‘Trampling on the rights of our children’: Parents outraged by school board expanding ‘misgendering’ policy

Parents in Fairfax County, Virginia, the home of controversy after controversy, are once again crying foul, this time over the expansion of an already controversial “misgendering” rule that could lead to young children being suspended for not using a peer’s so-called correct “gender pronouns.”

Roughly a year ago, Fairfax County Public Schools implemented a policy that “suspend[s] high school and middle school students for up to five days if they don’t use their peer’s preferred gender pronouns, or if they call the student a name they no longer use,” according to local station WJLA.

The former is known as misgendering, and the latter is known as “deadnaming.” Suppose there was a male student named Bruce Jenner. If said student changed his name to Caitlyn and his gender to female, other students would be punished under this policy if they continued to call Caitlyn “Bruce” and use he/him pronouns.

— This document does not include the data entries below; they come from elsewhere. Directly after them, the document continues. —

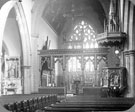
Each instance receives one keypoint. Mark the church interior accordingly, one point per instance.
(67, 55)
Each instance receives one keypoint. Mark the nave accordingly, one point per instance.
(69, 103)
(91, 104)
(67, 55)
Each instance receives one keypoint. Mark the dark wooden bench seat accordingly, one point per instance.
(100, 104)
(27, 103)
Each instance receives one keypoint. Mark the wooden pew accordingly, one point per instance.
(30, 104)
(101, 104)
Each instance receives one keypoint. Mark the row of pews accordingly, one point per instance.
(27, 103)
(87, 104)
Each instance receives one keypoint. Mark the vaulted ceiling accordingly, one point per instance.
(58, 12)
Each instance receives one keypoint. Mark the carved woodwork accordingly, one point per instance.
(12, 79)
(115, 80)
(82, 55)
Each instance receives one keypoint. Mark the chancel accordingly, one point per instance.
(67, 55)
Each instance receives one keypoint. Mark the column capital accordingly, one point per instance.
(129, 52)
(26, 66)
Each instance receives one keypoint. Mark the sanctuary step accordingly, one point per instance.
(89, 103)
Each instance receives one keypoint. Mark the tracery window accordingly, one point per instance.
(82, 37)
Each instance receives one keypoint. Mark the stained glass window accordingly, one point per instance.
(82, 37)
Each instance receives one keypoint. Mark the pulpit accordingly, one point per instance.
(115, 80)
(76, 82)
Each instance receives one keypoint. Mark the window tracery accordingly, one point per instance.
(82, 37)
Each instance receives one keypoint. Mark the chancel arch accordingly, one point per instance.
(18, 43)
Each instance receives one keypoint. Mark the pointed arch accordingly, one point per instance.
(24, 33)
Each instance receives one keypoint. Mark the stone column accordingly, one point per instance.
(126, 25)
(26, 79)
(64, 73)
(82, 68)
(0, 73)
(132, 74)
(130, 65)
(35, 76)
(121, 14)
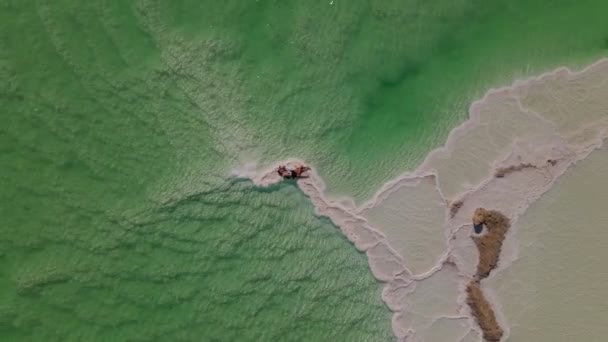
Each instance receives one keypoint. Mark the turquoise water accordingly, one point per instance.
(122, 120)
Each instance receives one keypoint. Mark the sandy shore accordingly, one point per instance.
(489, 245)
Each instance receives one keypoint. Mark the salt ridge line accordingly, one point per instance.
(341, 215)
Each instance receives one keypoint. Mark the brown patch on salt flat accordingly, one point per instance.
(503, 171)
(483, 313)
(489, 246)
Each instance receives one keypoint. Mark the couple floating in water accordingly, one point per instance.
(292, 171)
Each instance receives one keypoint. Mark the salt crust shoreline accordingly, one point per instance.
(386, 263)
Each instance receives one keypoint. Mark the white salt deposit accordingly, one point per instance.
(515, 145)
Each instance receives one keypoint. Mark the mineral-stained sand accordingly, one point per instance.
(416, 230)
(556, 289)
(489, 245)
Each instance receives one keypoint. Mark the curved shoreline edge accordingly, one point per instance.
(526, 170)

This week the Fairfax County School Board voted to expand this rule to also include elementary school children in kindergarten up to sixth grade, triggering outrage.

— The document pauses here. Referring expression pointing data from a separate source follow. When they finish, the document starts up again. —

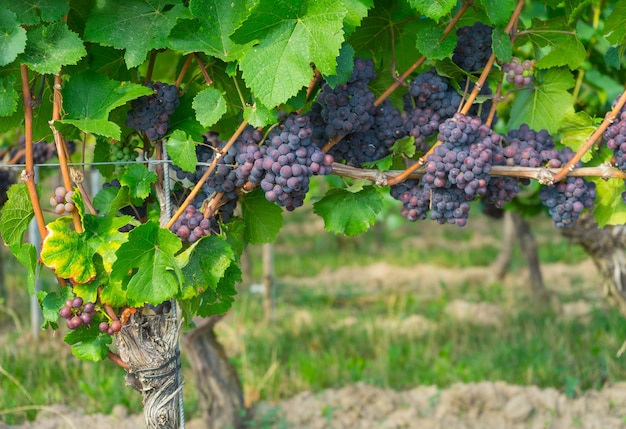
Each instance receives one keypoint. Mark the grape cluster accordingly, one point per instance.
(62, 202)
(290, 160)
(473, 47)
(76, 314)
(518, 73)
(191, 225)
(124, 151)
(615, 136)
(567, 199)
(349, 108)
(151, 113)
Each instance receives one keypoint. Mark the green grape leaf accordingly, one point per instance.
(16, 215)
(259, 116)
(29, 12)
(280, 64)
(88, 343)
(204, 264)
(610, 208)
(13, 40)
(357, 10)
(615, 25)
(575, 130)
(347, 212)
(501, 44)
(109, 201)
(433, 9)
(429, 44)
(184, 118)
(220, 299)
(50, 47)
(388, 24)
(103, 236)
(215, 21)
(149, 252)
(559, 44)
(138, 26)
(210, 106)
(182, 149)
(345, 65)
(545, 105)
(139, 180)
(89, 98)
(51, 303)
(262, 219)
(499, 11)
(67, 252)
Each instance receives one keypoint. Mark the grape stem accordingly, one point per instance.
(591, 140)
(385, 178)
(196, 189)
(29, 170)
(59, 141)
(470, 100)
(207, 78)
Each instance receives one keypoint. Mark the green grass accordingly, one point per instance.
(307, 348)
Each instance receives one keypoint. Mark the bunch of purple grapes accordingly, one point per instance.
(473, 47)
(349, 108)
(151, 113)
(76, 314)
(290, 160)
(192, 225)
(518, 73)
(615, 137)
(567, 199)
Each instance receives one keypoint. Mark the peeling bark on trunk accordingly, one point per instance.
(148, 345)
(607, 248)
(216, 378)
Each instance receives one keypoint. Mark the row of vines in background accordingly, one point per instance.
(206, 120)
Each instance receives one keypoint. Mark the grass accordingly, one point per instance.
(329, 337)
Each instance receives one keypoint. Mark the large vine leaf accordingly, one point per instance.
(139, 180)
(499, 11)
(349, 211)
(138, 26)
(89, 97)
(88, 343)
(433, 9)
(280, 64)
(210, 106)
(559, 44)
(67, 252)
(262, 219)
(545, 105)
(610, 209)
(204, 264)
(149, 255)
(17, 213)
(215, 21)
(30, 12)
(13, 40)
(50, 47)
(103, 236)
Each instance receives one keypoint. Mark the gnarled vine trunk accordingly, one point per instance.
(148, 345)
(216, 378)
(607, 248)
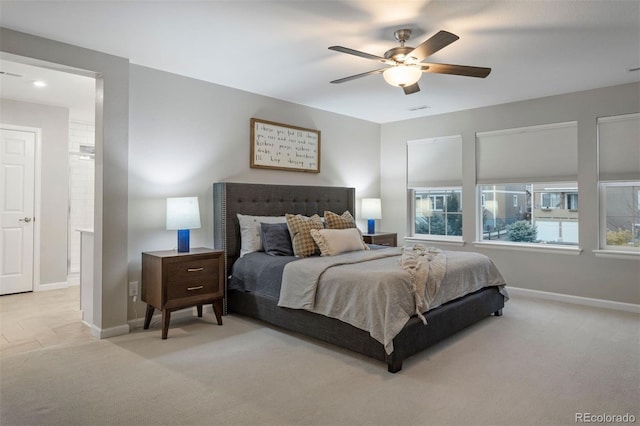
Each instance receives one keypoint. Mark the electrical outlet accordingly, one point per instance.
(133, 288)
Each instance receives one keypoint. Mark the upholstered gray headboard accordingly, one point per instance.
(269, 200)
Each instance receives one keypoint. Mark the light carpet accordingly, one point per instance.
(540, 363)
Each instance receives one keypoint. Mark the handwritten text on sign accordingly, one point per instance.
(280, 146)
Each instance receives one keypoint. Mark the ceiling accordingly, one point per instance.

“What’s most concerning to me is the punishments. They are talking about potentially giving suspensions to children as young as fourth grade, and these rules will go in place for children all the way as young as kindergarten,” parent Tyler Ohta, the founder of Moms for American Values, told Fox News prior to Thursday’s vote.

“So to hold little children culpable, responsible, for someone else’s personal decision, compelling their speech at such a young age. It’s a very dangerous path that we’re going down and we need to defend our free speech and our religious beliefs.”

“We want to make sure the school board realizes that they are trampling on the rights of our children by compelling them to speech and punishing them if they do not abide by that regulation,” another parent, Linda, added.

What’s unclear is how the punishments will be doled out. Originally, “it was proposed to separate grades K-3 from 4-6 when it comes to levels of punishment” because “younger elementary students need a nurturing environment and teaching about how actions impact others as opposed to suspension,” according to WJLA.

But a decision was eventually made “to revert back K-6 as opposed to the originally proposed K-3,” though it’s unclear what exactly this means.

Does this mean even kindergarteners can now be suspended for “misgendering” and “deadnaming,” or does this mean that all elementary school students will be exempted from punishment? It sounds like the former, but again, it’s unclear.

What’s clear is that there’s no limit to how far the Fairfax County School Board is willing to go to implement left-wing policies.

“This school board will weaponize anything they can to punish anybody who disagrees with them,” one parent said to Fox News, reportedly referencing how the board had during the pandemic designated the refusal to wear a mask a violation of the district’s dress code.

“We live Fairfax County. Their voting history is far left. I wouldn’t call it progressive. I would call it regressive. It will damage relationships in the classroom. And it will hinder our learning environment,” another parent, Steve Robinson, said to Fox News.

Indeed, speaking on Fox News’ “America’s Newsroom” this Friday, local parent Debra Tisler noted that “a significant number of children” in Fairfax County “are unable to read proficiently at grade level and numerate proficiently at grade level.

Yet instead of working to resolve this real crisis, the school board would rather play politics.

“[T]hey’re putting an emphasis on a political agenda and not creating a pipeline to success and opportunity for our students. We know from all data sources that are out there that illiteracy is tied to violence and poverty. This school board is not focusing on that. It is very problematic,” she said.

The Fairfax County School Board is not alone in boasting the wrong priorities.

Fellow Fairfax County parent Stephanie Lundquist-Arora concurred with Tisler’s assessment.

“Last year, this Board refused to provide our children in-person education for over a year. Families were struggling and inundated with homeschooling or mediating their children’s virtual (un) learning,” she said to Fox News.

“And rather than addressing academic concerns, this Board slips a policy past us that virtually no one supports. Last night, we witnessed them doubling down on that policy and confirming that parents’ voices do not matter to them.”

The Fairfax County School Board has in the past year been embroiled in an endless series of controversies, all of them related to politics.